First case this is what happens.

x = 0
is 0 < 2? yes
print 0
0 <- 0 + 1   // here it becomes 1

is 1 < 2? yes
print 1
1 <- 1 + 1  // here it becomes 2

is 2 < 2? no

exit program

second loop works a bit more like this

number = -1
is number < 2? yes
number <- -1 + 1    // here it becomes 0
make hobbit "bilbo" at index 0
0 does not equal either 1 or 2
print hobbit at index 0 who is "bilbo"

is 0 < 2? yes
0 <- 0 + 1    // here it becomes 1
number equals 1 so make "frodo" at index 1
print hobbit at index 1 who is "frodo"

is 1 < 2? yes
1 <- 1 + 1  // becomes 2
number equals 2 so make "sam" at index 2
print hobbit at index 2 who is "sam"

is 2 < 2? no
end program

Answer 4

you can solve this easily with replace

int number = -1;

to

int number = 0;

Because! -1 + 1 = 0;

Answer 5

Here's your test case more closely matching your code:

class Test {
  public static void main(String[] args) {
    int x = -1;

    while (x < 2) {
      x = x + 1;
      System.out.println(x);
    }
  }
}

It does indeed print:

$ java Test
0
1
2

Your loop is not designed to stop when number is 2, it's designed to stop before the next iteration if the number is 2. Since you increment number early on in the loop, it will continue with that value until it's time to choose whether to iterate again.

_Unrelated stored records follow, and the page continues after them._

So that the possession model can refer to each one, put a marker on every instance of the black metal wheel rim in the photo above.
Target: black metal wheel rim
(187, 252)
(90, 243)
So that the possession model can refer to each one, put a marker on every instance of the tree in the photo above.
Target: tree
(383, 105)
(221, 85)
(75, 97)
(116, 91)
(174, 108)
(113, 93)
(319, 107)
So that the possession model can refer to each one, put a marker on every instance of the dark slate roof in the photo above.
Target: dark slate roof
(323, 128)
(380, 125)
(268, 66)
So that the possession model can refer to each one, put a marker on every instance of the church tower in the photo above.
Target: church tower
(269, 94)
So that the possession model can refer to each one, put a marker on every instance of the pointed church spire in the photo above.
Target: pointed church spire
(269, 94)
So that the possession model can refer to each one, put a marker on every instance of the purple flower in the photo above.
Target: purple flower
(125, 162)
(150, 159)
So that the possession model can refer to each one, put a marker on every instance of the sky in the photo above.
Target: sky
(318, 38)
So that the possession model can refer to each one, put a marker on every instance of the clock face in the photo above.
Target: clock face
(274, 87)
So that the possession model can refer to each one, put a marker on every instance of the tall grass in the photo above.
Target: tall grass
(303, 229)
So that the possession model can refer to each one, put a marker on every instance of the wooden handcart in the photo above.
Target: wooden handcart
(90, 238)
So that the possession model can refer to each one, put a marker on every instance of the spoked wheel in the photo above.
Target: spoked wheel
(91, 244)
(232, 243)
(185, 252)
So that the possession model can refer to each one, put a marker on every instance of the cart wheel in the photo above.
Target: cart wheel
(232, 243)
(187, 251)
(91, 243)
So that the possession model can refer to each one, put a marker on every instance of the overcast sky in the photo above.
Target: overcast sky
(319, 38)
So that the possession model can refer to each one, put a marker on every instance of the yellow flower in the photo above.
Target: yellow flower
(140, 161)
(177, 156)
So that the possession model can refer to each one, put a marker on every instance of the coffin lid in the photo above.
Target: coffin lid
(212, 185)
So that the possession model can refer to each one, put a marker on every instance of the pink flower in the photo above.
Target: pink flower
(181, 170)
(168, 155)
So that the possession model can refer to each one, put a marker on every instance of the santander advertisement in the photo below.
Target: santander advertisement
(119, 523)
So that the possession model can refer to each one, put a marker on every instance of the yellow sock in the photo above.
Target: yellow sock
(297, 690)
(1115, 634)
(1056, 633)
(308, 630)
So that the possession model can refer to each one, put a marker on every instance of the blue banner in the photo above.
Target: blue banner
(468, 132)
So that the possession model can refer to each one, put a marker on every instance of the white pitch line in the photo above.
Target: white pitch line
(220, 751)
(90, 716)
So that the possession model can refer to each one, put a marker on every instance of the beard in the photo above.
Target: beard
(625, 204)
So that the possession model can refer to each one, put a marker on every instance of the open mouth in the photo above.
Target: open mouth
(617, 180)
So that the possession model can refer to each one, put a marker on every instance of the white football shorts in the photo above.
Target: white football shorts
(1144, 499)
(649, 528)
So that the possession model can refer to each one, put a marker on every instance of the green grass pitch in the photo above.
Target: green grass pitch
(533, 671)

• Before the first iteration, number = -1 which is <2 so it should iterate.

• Before the second iteration, number = 0, which is <2 so iterate.

• Before the third iteration, number = 1, which is <2 so iterate.

• Before the fourh iteration, number = 2, which is NOT <2 so stop.

You therefore get 3 iterations.

Your original test case had the right idea -- it's better to increment as the last step in the loop. That way, you start at 0 instead of -1, and you stop the loop based on the new value rather than the previous value.